3. American Beauty (1999)
In the eyes of many, American Beauty is guilty of a couple of crimes; mainly a sense of pretentiousness and also Kevin Spacey being overtly creepy in a time when that makes literally everyone uncomfortable. However, if one detaches the art from the artist, as I choose to do, you’ll see that the actor is simply flawless in the role. That said, it is much more than him. Annette Bening is a scene-stealer in her own right, as is the intoxicating atmosphere director Sam Mendes creates with the trippy visuals and offbeat score.
2. The Silence of the Lambs (1991)
A true genre-definer, Jonathan Demme’s adaptation of the Thomas Harris horror classic will go down in cinematic history as one of the exemplars of psychological terror. Everything from the cinematography to the score creaks unnerving, as the Doctor is reared into view, heralded by the screams of those he has driven mad from his cell. It goes without saying that Sir Anthony Hopkins lives up to his knighthood here, serving absolutely vile with the best of them. Jodie Foster also stands out here as a wonderful study of someone subject to toying by psychopaths, while also showing enough strength to be likable in the role. I guess the Academy felt the same way, as it won, I think, every Oscar ever made.
If you like honourable mentions, you’re in luck. Look, we have some honourable mentions, but don’t tell the teacher, aight? I’m not allowed to bring them to school…
Birdman or The Unexpected Virtue of Ignorence (2014)

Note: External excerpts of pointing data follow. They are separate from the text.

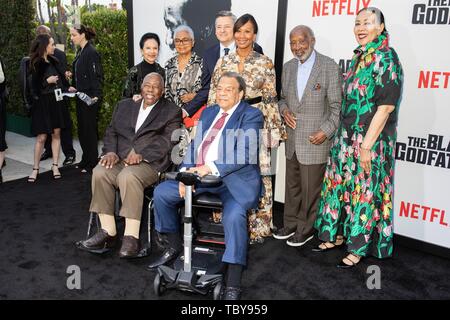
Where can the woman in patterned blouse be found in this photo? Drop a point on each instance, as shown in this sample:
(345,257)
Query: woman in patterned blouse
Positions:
(259,74)
(356,203)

Slumdog Millionaire (2008)
Gone With The Wind (1939)
Forrest Gump (1994)
Alright, you’ve had a look, now put them away, Miss is getting suspect…
1. The Godfather (1972)
Sure, it’s *the* film, and I hate writing a predictable list, what can I say about The Godfather that a million other wannabe film critics have said in the past? However, you gotta be tripping if you think I’m gonna write a list of the best Oscar winners and not slap The Godfather at the top of it, you are off your nut. It’s three hours, it’s not a light-hearted view. But, it’s the most sublime, technically and objectively perfect piece of cinema ever made in my opinion. It’s brutal and cold, as is it’s subject matter, but Coppola finds a way, through intimate camerawork and warm lighting, to humanize and domesticate mob life. Pacino is a tender actor at this point, but still destined to be powerhouse he is today. Marlon Brando gifts us one of the most cherished performances of all time. There is no words.
AH, that’s my annual, self-gratifying circlejerk about The Godfather out of the way. What a riot.